Positive effect of compositional disorder in semiconductor alloys, even at the level of stochastic fluctuations, on carrier localization and increase of the PL intensity at high temperatures is already well-known (see, for example, [16]). Increasing the disorder beyond dimensions of such fluctuations can amplify the effect even more. For example, intensive PL of structures based on InGaN observed in samples even with very high density of non-uniformities, is explained by considerable composition inhomogeneities associated with instability of indium in the alloy [17]. Exciton localization at such inhomogeneities is considered to hinder diffusion of carriers to centers of non-radiative recombination and, therefore, stimulates radiative recombination. As to the HEPL-like feature in the HTPL spectra, it was repeatedly observed in various materials with essential disturbance of the long-range order, the latter showing itself in precipitation of nano-size clusters of the second phase (see, for example, [18]). Thus, it is of significant probability that the presence of HEPL feature in the PL spectra of MBE MCT is also associated with the fact that with increasing temperature conditions appear for recombination in the local areas with the composition other than that in the basic matrix of the alloy. Frequent observation of the HEPL feature in the HTPL spectra of HES with potential wells can be explained by the complexity of technological processes related to the growth of such structures with the strong dependence of their optical properties on growth regimes [8]. Also, it should be noticed that thermal annealing, while typically increasing the intensity of luminescence of HES at low temperatures, which was explained by ordering of the alloy structure [8], did not lead to increase in the intensity of HTPL. For some of the samples, the HTPL signal after annealing was weaker than that before the treatment. As to conditions necessary for the occurrence of the HEPL feature, they depend on mutual relation of the rate of the energy relaxation of photo-generated carriers, their lateral transport, and the rates of radiative and non-radiative recombination, and should be a subject of further study.
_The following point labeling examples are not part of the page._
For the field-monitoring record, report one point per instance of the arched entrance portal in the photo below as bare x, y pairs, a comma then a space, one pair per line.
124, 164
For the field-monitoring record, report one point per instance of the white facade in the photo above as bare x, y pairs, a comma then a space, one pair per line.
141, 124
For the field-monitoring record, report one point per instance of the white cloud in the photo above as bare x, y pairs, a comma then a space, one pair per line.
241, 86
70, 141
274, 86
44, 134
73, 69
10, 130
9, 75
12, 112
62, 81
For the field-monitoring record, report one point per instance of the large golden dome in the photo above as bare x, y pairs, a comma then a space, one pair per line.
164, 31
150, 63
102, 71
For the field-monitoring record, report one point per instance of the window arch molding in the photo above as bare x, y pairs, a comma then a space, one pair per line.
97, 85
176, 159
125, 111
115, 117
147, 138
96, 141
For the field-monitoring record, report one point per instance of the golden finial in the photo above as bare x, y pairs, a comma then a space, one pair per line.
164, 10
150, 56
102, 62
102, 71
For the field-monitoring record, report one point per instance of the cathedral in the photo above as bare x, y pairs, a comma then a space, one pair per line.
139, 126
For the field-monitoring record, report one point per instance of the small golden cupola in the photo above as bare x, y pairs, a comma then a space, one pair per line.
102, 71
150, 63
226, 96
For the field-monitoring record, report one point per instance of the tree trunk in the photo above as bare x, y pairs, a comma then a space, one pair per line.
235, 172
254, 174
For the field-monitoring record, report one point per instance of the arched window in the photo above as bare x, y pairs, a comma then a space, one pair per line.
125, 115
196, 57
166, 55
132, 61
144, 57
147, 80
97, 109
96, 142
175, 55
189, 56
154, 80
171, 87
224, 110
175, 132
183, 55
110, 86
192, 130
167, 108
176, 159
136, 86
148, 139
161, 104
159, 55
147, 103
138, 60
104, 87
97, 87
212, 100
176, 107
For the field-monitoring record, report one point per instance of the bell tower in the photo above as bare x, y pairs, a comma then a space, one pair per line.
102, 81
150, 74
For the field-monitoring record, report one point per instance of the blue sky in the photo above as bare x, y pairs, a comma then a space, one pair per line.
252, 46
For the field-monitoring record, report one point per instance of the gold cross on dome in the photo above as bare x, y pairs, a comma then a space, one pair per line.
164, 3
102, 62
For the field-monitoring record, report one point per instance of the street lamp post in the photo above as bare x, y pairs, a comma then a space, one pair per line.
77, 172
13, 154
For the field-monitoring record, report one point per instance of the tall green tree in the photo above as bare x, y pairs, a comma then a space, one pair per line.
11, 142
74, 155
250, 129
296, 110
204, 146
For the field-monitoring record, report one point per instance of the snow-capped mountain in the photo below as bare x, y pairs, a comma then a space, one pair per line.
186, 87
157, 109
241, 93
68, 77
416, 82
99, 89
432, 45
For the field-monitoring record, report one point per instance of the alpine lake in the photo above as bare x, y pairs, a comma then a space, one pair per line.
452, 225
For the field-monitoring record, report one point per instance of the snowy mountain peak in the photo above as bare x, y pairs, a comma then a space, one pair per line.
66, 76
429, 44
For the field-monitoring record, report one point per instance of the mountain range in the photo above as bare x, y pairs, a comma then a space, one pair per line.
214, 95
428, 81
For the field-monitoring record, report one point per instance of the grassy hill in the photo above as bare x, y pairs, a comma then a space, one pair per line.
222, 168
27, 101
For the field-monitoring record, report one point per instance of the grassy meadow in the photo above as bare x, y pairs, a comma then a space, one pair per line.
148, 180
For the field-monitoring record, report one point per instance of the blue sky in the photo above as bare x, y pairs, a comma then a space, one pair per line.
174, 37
It has been long considered that alloy disorder is a serious drawback for the material used for fabrication of semiconductor devices: for example, the Stokes shift due to the presence of tail states makes the wavelength emitted by an alloy-based structure at low temperatures almost unpredictable (see, e.g., [8]). Apparently, if the object is to fabricate high-temperature light emitters, presence of such areas is not a drawback but a useful property of the material. For example, in light-emitting structures based on MBE AlGaN, composition inhomogeneities that cause localization of excitons are now specially introduced with the aim to increase the external quantum efficiency [19, 20]. However, the situation with MCT shows that the technology of incorporation of inhomogeneities should be done in such a way as to provide at high temperatures the maximal intensity of radiation, on the one hand, and the minimal FMHW of the spectra, on the other hand.

4. Conclusion

In conclusion, on the basis of observation and analysis of high-temperature (T=50-300K) photoluminescence, optical transmission and photoconductivity spectra of molecular beam epitaxy-grown HgCdTe hetero-epitaxial structures, which emitted in the 1.5 to 4.3 µm wavelength range, we suggest that the effect of alloy disorder, typical of these structures, actually makes them a promising material for fabrication of high-temperature short- and mid-wavelength infrared emitters with optical pumping. Though one cannot expect such devices to compete with those based on III-V materials as infrared emitters as such, they can be useful in applications based on HgCdTe photodetectors, as in this case both the detector and the emitter can be fabricated using the same technology. Simple emitters with optical pumping may represent a good alternative to injection HgCdTe emitters based on very complex heterostructures and operating in a non-equilibrium mode [21, 22].


Authors are grateful to A.A. Greshnov, G.G. Zegrya and S.V. Ivanov from Ioffe Institute for useful discussions. This work was supported in part by the joint Russian-Ukrainian project of Foundations for Basic Research.